To flatten or not to flatten?




Are flat hierarchies the secret recipe for efficient work? Is the traditional hierarchy really overrated?




Higher, faster, further


In the last 45 years, a new type of organizational structure has been established by a number of companies regarding new challenges at workplaces. Since the change from the age of industrialization to the modern knowledge society, the traditional top-down organizational structure has diminished in significance. Digitalization has made disrupted leadership possible. Accelerated task structure and the speed of new ideas changed, if not revolutionized, the traditional work environment.




The debate


Since generation X moved to Y, people and their understanding of leadership are becoming increasingly individualized. As a result, traditional leadership is in decline.

Traditional hierarchies have explicit role allocations and responsibilities.

 Information exchange is marked by one-way communication from top to bottom. 

Responsibility is restricted. Thus, traditional structures often accel in performing tasks faster than flatter ones. Generally speaking, it is often wise to turn back 

to traditional structures in cases of emergency or when prompt decisions need to be made, for example in medical operations.The most often criticized point of traditional hierarchies is the limited communication, which can only happen into, but less frequently, between different layers.  

That is also why today, the model of flat hierarchies is used by many companies. Especially startups employ this type of open-minded management culture. They focus on transparency in order to empower their team and facilitate communication and boost productivity. Nevertheless, there is still a widespread discussion about the optimal organization structure. Some see flat hierarchies as a secret weapon for growth and success. Others believe that this model has only a timed effect as it cannot work in the long run, and is not applicable to every business model.




The ingredients of flat hierarchies


Establishing a nonhierarchical structure in a company seems to be comfortable. Neither executives nor managers are required, although these traditional positions are used to empower every individual team member. A management tier is implemented to enhance the flexibility and self-responsibility of the team. Flat hierarchies focus primarily on team leadership and application of various tools in order to optimize their work efficiency. Hundreds of startups are established by simply thinking out of the box.

For them, flat hierarchies promise individuality,

flexibility,and, an explosion of creativity.

Also, connective and diversified work characterize

tasks in this kind of organizational structure.





How a flat organization can be successful


The W.L. Gore & Associates Inc. follows this kind of new organizational structure. The company, whose CEO is democratically elected follows a ‘lattic’ structure. The inventor Bill Gore once “dreamed of an enterprise with a great opportunity for all who would join in it, a virile organization that would foster self-fulfillment and which would multiply the capabilities of the individuals comprising it beyond their mere sum.” Today his company is rated as one of the 100 best companies to work for index, and it reached a revenue of 3.2 billion dollars in 2017. It is the 135th largest American private company according to Forbes. W.L. Gore & Associates is not the only firm which established flat hierarchies in their organization.Furthermore, famous companies such as Google, Valve, or Medium adapted this structure and became successful.




“The Offer” – how a flat organization could  be susceptible to failure


Nevertheless,  flat hierarchies are also criticized.

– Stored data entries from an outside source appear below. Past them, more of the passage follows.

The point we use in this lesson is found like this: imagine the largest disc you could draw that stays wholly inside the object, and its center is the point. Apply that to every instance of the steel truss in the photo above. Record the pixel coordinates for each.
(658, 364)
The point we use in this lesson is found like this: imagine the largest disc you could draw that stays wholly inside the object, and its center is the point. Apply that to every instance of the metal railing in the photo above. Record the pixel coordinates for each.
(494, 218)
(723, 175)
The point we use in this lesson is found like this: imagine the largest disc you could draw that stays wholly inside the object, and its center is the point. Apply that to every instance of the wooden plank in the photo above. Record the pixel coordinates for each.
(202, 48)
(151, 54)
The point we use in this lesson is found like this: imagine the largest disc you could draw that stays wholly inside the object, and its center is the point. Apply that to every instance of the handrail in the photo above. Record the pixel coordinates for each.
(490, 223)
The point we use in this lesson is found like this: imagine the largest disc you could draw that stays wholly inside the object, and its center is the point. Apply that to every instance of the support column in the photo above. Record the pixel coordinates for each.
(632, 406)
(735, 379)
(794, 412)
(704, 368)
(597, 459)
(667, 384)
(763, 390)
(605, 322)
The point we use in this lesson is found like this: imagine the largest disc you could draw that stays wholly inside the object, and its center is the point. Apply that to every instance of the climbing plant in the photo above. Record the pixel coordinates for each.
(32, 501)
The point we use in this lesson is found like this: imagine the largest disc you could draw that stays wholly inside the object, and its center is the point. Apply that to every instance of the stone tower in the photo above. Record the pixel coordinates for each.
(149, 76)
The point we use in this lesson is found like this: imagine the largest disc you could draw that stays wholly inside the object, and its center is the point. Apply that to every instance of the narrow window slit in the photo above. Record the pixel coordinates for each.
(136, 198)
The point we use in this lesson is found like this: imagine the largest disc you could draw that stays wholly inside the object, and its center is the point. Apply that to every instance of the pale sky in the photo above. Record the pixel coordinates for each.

Since 2013, the online shoe retailer Zappos established a new flatter management structure, called holocracy. Moreover, they offered their employees to take a $2,000 stipend instead of starting their job to separate the wheat from the chaff. This human resource planning was unconventional, but after two years the rate of employee turnover reached f 30%. The staff experienced working difficulties. Zappos justifies the rise in turnover rate by an increased wish of self-fulfillment of long-term employees.Yet, this example shows that flat hierarchies are not faultless. Critics remark that confusion can rise in the team because employees do not get enough feedback, which is psychologically needed. Flat hierarchies sometimes open a door for expectations of work processes. These expectations cannot always be fulfilled. As a result, workers feel dissatisfied and inhibited.  In the end, companies can lose quantity and quality. Furthermore, this new way of work is not accepted by everyone. There are also people who do not want to act independently and self-responsibly. Still, they have to be directly integrated into the work process.




Patent remedy?!


To flatten, or not to flatten, that is the question – and the answer is tricky. The establishment of flat organizational structures can be both, a success and a failure. There is no perfect solution. Establishing a particular type of organizational structure requires a high-performance level. Huge companies are difficult to run using flat hierarchies, but for small ones, this could be the right option. Finally, the most critical point is not to flatten the organization, but to decentralize it, to make it more transparent and federative, which often depends on the current use-case. An organization is a process, not a situation – it is susceptible to changes, and it needs to be continuously adapted according to its current condition.